Las llamas del fuego eran la única luz en aquella velada y ya quedaban sólo cuatro o cinco personas de la corte con ellos. La joven, temblorosa, sabía que él estaba sintiendo su temor en la mano, y de todos modos se atrevió a expresar lo que sentía.

-Vos sois más loco que gallardo. Lo vuestro no es valentía ni valor. Lo vuestro es locura, plena locura de un ser que no tiene límites y quiere encontrarlos. Vos sois, permitídmelo su majestad, un loco real.

Los ojos de quienes pudieron orila quedaron desorbitados, los de todos excepto los del aludido quien, con júbilo levantaba sus mejillas hasta los ojos y estos mostraban la sonrisa más hermosa que nunca jamás haya podido un príncipe mostrar. Gaztelu había descubierto en aquella doncella el objeto de sus búsquedas, el fin de sus medios, el regalo de los dioses. La locura era un medio y el amor el fin.

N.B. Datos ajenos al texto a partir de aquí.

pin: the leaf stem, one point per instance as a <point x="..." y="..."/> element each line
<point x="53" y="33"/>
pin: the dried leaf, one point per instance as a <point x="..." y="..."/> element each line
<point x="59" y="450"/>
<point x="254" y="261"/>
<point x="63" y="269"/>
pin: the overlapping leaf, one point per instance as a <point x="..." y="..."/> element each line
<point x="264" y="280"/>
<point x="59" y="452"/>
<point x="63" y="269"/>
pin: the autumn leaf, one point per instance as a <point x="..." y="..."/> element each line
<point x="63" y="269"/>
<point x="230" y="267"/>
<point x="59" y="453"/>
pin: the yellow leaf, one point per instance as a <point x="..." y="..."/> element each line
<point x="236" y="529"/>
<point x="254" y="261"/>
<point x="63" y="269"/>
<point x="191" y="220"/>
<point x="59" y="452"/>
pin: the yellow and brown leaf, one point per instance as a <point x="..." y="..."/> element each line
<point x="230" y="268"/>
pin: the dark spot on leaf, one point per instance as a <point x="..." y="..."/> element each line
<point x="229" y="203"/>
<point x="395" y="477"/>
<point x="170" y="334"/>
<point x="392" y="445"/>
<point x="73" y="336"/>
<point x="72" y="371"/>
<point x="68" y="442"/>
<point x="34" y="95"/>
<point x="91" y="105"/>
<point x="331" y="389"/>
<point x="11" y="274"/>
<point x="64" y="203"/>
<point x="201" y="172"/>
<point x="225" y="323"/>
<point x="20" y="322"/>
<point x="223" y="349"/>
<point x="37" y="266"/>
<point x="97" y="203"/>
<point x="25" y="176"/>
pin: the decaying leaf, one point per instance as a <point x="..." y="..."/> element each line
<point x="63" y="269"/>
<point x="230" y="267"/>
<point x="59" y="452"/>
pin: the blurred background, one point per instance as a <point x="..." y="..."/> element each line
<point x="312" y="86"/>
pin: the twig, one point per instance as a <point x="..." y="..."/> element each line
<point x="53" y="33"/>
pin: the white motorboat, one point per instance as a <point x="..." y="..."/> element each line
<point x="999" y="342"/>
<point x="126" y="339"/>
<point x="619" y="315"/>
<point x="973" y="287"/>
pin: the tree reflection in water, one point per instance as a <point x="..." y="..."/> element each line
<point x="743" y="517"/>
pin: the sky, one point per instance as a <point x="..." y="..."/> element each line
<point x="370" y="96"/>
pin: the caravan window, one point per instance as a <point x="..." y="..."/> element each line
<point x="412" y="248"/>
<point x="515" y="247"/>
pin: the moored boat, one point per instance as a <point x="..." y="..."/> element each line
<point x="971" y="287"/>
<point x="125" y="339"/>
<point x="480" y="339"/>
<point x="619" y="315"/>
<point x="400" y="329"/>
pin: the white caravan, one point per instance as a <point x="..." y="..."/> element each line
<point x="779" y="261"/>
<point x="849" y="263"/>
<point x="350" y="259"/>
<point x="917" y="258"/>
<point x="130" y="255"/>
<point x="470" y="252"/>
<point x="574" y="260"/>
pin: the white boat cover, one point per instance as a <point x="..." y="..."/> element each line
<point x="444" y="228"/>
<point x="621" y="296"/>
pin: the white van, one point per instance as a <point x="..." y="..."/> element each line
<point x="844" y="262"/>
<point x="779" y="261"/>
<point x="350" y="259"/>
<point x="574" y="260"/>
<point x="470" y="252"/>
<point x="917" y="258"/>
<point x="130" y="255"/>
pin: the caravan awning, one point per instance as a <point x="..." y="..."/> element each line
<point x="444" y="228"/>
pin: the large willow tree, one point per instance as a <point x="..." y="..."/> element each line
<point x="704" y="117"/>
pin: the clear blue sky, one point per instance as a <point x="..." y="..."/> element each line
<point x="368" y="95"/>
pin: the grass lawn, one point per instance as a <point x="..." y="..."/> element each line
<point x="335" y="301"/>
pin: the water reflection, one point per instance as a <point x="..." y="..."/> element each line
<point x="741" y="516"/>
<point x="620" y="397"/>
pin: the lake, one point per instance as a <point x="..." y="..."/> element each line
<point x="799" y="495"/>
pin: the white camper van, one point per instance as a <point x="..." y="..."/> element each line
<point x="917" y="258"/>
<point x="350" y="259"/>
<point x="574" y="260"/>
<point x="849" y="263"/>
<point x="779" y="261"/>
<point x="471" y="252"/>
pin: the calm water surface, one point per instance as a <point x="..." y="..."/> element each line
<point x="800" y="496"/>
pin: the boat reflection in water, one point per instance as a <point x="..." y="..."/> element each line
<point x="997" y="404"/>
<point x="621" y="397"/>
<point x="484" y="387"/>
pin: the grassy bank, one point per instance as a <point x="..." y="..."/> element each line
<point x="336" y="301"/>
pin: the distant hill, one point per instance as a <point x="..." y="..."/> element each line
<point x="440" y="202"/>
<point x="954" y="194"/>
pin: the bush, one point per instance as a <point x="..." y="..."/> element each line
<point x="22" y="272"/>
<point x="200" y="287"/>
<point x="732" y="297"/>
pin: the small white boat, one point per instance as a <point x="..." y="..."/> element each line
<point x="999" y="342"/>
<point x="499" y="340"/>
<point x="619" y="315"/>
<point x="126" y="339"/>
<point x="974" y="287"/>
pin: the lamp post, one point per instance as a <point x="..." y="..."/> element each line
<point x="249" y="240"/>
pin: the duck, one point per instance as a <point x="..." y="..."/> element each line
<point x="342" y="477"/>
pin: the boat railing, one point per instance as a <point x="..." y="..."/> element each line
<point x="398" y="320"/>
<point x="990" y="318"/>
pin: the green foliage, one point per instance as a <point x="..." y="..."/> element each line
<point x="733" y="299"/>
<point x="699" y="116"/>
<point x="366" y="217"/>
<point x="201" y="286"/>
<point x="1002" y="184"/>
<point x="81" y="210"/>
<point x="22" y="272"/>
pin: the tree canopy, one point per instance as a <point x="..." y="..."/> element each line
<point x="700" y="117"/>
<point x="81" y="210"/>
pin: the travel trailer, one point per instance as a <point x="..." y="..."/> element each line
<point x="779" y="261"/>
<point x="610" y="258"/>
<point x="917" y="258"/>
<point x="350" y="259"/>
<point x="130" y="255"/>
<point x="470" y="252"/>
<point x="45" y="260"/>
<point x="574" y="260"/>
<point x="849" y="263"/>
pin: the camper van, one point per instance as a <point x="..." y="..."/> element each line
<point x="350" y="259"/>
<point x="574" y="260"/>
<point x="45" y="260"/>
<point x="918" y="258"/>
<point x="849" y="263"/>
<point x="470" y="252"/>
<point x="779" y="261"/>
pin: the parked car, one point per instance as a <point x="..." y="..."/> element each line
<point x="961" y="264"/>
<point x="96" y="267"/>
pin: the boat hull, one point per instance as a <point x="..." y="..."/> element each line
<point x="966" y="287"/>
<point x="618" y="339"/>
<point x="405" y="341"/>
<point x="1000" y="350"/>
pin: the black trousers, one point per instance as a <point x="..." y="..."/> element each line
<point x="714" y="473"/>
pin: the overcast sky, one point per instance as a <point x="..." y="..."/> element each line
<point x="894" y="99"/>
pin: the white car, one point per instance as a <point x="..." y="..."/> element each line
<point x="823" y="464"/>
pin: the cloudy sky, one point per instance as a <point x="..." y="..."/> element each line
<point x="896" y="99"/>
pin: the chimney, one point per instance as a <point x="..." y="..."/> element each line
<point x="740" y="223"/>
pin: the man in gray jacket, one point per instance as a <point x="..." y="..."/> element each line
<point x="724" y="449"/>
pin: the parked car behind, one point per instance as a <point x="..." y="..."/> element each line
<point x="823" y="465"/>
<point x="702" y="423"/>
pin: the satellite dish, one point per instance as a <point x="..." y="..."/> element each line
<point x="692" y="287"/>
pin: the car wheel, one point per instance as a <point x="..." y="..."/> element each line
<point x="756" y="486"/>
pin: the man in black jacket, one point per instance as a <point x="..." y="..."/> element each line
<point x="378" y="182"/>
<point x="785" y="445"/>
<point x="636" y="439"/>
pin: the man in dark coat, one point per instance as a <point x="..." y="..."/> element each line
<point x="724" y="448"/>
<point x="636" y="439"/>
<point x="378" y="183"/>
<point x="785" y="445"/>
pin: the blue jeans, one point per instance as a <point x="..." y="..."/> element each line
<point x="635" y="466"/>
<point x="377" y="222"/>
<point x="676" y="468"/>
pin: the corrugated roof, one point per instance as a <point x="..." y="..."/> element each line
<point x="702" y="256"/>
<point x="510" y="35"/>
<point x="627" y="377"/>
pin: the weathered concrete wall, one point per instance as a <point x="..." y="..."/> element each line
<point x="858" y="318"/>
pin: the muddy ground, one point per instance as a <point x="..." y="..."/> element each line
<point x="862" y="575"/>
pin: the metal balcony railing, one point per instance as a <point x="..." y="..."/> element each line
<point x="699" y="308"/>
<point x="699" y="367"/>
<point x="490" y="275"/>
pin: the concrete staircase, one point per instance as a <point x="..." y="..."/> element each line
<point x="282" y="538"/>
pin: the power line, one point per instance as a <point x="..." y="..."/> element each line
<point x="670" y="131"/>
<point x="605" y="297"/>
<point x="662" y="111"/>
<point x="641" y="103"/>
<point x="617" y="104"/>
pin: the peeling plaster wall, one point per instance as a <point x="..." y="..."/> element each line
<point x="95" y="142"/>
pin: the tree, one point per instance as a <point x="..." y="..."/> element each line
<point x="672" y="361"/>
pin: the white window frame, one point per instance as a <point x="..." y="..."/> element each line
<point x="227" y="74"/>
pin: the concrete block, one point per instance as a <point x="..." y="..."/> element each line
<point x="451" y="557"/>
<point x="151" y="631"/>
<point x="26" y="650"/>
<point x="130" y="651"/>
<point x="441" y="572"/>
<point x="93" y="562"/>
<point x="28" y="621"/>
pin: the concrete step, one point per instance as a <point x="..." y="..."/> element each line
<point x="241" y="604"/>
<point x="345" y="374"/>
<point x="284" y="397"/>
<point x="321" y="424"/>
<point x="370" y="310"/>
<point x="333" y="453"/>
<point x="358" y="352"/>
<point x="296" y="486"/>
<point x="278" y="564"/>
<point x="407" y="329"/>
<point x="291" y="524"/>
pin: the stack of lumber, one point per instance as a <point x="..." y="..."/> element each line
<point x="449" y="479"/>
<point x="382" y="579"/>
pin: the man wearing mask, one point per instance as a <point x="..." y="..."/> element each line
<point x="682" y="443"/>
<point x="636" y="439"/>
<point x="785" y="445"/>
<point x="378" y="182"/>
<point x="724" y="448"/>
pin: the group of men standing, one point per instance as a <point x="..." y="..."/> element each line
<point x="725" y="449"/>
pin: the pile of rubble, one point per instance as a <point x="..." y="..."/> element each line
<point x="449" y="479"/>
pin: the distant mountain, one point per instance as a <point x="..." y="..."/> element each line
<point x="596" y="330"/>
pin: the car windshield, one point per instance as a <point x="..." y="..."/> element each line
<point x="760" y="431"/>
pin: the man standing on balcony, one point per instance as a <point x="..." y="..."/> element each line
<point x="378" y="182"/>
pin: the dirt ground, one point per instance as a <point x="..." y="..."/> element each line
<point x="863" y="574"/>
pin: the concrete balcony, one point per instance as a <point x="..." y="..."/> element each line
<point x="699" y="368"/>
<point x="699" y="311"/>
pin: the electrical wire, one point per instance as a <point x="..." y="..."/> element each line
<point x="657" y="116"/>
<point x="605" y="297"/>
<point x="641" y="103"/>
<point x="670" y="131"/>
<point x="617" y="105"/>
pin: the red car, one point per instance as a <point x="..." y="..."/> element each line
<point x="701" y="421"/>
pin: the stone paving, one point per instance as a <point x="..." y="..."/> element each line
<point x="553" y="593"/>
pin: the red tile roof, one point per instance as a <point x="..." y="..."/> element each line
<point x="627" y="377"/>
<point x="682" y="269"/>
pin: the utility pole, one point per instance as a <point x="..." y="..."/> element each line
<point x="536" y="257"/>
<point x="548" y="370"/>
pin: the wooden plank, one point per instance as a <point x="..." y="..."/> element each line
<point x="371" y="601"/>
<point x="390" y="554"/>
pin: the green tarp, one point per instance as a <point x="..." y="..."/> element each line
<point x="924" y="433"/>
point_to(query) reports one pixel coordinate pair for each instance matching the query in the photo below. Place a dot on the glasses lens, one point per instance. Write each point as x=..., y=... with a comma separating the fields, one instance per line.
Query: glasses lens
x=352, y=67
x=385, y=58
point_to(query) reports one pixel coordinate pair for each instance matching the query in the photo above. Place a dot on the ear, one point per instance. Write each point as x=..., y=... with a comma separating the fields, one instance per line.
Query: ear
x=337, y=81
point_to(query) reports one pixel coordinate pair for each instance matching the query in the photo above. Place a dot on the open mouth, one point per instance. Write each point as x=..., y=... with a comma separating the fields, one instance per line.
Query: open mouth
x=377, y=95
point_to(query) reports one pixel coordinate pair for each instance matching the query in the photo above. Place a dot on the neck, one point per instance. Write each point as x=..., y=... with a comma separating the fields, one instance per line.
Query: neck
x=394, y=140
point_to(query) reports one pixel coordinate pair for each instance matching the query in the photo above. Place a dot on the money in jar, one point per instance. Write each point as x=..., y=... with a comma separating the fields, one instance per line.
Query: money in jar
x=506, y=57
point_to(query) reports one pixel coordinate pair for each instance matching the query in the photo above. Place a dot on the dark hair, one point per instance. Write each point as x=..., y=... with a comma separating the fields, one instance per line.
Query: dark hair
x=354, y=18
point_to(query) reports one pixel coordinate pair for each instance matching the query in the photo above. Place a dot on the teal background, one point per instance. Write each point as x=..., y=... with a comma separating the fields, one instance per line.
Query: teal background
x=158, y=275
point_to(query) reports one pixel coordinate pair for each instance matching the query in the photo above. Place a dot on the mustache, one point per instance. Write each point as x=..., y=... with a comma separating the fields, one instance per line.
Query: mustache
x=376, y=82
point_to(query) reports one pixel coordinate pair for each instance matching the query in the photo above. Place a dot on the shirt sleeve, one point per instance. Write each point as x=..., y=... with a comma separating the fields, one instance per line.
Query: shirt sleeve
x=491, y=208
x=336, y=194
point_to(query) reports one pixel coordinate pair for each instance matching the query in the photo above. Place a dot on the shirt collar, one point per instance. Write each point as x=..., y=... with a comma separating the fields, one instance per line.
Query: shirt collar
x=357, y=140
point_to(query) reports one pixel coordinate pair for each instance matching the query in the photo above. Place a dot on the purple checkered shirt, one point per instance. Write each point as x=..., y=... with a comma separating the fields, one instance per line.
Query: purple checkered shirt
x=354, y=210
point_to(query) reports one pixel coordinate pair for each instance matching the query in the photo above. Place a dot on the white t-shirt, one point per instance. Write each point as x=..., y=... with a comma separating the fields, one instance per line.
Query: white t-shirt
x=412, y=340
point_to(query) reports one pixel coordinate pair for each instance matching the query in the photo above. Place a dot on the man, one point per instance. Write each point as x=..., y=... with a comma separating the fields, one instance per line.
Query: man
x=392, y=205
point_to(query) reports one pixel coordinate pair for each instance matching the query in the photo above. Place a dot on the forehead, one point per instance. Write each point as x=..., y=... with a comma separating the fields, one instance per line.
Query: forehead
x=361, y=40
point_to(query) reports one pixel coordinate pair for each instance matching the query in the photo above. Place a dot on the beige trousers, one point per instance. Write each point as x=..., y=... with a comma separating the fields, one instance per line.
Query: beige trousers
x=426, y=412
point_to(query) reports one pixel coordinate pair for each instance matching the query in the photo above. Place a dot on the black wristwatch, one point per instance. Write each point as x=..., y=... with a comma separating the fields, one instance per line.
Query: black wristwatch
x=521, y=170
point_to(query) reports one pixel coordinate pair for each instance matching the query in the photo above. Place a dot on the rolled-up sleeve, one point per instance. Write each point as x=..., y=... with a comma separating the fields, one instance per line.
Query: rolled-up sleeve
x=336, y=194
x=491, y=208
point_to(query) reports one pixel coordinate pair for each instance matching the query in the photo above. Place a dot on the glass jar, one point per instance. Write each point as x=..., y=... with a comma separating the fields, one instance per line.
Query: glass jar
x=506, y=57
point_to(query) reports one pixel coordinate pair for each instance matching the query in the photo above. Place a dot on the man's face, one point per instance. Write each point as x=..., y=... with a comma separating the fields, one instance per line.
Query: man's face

Descubrió entonces que nada era todo y todo era nada sin su locura, porque los ojos ven, pero no entienden a veces y cuando entienden es porque los ilumina la mente. Y la mente no es nada sin la locura, porque es allí donde anidan las miradas, los suspiros, el anhelo y los deseos. El príncipe no había soltado su mano cuando se dieron un beso, nadie entendió aquello ni hacía falta hacerlo, porque un loco tiene derecho a todo y todo es de su derecho. La misma doncella confesó también serlo, porque sino quien sería capaz de entenderlo, y fue así como dos locos se casaron y pocos años después fueron reyes de un reino.

Pernando Gaztelu

1 comentario:

charo dijo...

Imaginación a raudales. Ya veo que las vacaciones no te han quitado las ganas de escribir.